The present invention provides a granular material discharging device for discharging a granular material contained in a back body of a flexible container through a discharge sleeve communicating with the inside of the back main body, and a granular material using the granular material discharging device. It relates to body discharge method.

Conventionally, a flexible container is used as a bag material for transporting or storing a granular material in a factory that handles the granular material. Currently, a flexible container having a back main body and a discharge sleeve communicating with the back main body is widely used. In this type of flexible container, the discharge sleeve is closed with a string or the like, and then the granular material is introduced from the inlet provided in the upper portion of the back body, and the granular material is placed in the back body. After making it exist, the inlet is closed, and in this state, it is used for transportation and storage.

And in discharging the granular material from this flexible container, after hanging the flexible container in a state in which the side where the discharge sleeve exists is directed downward, by releasing the string by releasing the string, Means for discharging the powder particles downward through the discharge sleeve is employed.

At this time, in order to prevent the powder particles from being scattered around, a discharge pipe is connected to the discharge sleeve via a connecting jig, and the powder particles discharged from the discharge sleeve are isolated from the outside world. Measures to be introduced into the payout pipe are also taken. In addition, the granular material introduced into the said discharge pipe is pneumatically transported through the conduit of the transport pipe connected with the said discharge pipe, for example.

By the way, when discharging the granular material from the flexible container, the granular material forms a so-called “bridge” in the lower portion of the back main body or in the discharge sleeve, and it becomes difficult to quickly discharge the granular material. There is.

Therefore, recently, when discharging the granular material, means for introducing air into the back body through the discharge sleeve to break the bridge and improving the fluidity of the granular material has been developed ( For example, see Patent Document 1 below).

JP 2004-131274 A

By the way, in order to sufficiently improve the fluidity of the granular material, it is necessary to allow the air introduced through the discharge sleeve to reach the deep part of the back body while maintaining the momentum.

However, the air introduced through the discharge sleeve is suddenly attenuated due to the resistance of the bridge formed in the lower portion of the back main body and the discharge sleeve. Therefore, unless air is introduced at a considerable pressure, it is difficult to sufficiently improve the fluidity of the granular material. On the other hand, injection of compressed air with a high pressure requires a high output air compressor or the like, which increases manufacturing costs and running costs.

The present invention has been developed in view of the technical problems described above, and a novel granular material discharging apparatus capable of effectively enhancing the fluidity of the granular material when discharging the granular material from the flexible container. And it aims at providing the granular material discharge | emission method using this granular material discharge | emission apparatus.

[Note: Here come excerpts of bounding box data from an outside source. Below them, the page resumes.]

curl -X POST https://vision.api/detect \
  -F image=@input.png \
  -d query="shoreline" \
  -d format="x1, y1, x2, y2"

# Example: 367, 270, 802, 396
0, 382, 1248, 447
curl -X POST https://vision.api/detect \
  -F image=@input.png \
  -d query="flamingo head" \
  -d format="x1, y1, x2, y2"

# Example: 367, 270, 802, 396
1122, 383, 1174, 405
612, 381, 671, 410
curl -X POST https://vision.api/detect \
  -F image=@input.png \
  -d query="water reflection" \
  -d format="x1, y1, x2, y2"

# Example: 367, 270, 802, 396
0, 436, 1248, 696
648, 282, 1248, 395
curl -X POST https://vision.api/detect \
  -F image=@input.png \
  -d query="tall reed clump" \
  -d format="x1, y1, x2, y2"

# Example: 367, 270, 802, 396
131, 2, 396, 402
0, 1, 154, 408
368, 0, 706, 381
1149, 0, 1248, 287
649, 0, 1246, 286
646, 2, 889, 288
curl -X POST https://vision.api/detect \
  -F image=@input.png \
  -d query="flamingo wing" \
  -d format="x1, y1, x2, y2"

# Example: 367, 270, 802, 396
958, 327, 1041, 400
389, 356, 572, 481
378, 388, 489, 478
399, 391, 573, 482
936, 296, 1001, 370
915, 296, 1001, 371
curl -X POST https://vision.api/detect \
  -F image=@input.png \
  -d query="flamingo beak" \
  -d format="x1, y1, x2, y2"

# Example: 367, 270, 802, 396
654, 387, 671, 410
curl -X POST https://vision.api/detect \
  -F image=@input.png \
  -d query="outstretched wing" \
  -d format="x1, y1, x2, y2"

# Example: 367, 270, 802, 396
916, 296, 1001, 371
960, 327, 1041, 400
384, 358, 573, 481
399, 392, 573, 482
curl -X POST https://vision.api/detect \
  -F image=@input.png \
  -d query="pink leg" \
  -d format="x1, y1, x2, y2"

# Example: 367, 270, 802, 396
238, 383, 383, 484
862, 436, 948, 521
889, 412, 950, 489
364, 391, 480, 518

In order to solve the technical problem, the granular material discharge device of the present invention is a granular material for discharging the granular material contained in the back body of the flexible container through a discharge sleeve communicating with the back body. A body discharge device, wherein the back body is connected to the discharge sleeve, the connection jig for connecting the discharge sleeve to the discharge tube, and the discharge sleeve connected to the discharge tube. A compressed air injection device for injecting compressed air therein, wherein the nozzle hole of the compressed air injection device is provided with a diameter-enlarged portion provided with a taper that increases the diameter toward the injection direction. (Hereinafter referred to as “the device of the present invention”).

In the device of the present invention, a preferred embodiment is such that the diameter of the secondary side of the enlarged diameter portion is within a range of 1.2 to 2 times the diameter of the primary side.

In the device of the present invention, it is preferable that the taper applied to the enlarged diameter portion is a wire diameter taper having a taper angle within a range of 15 to 45 degrees.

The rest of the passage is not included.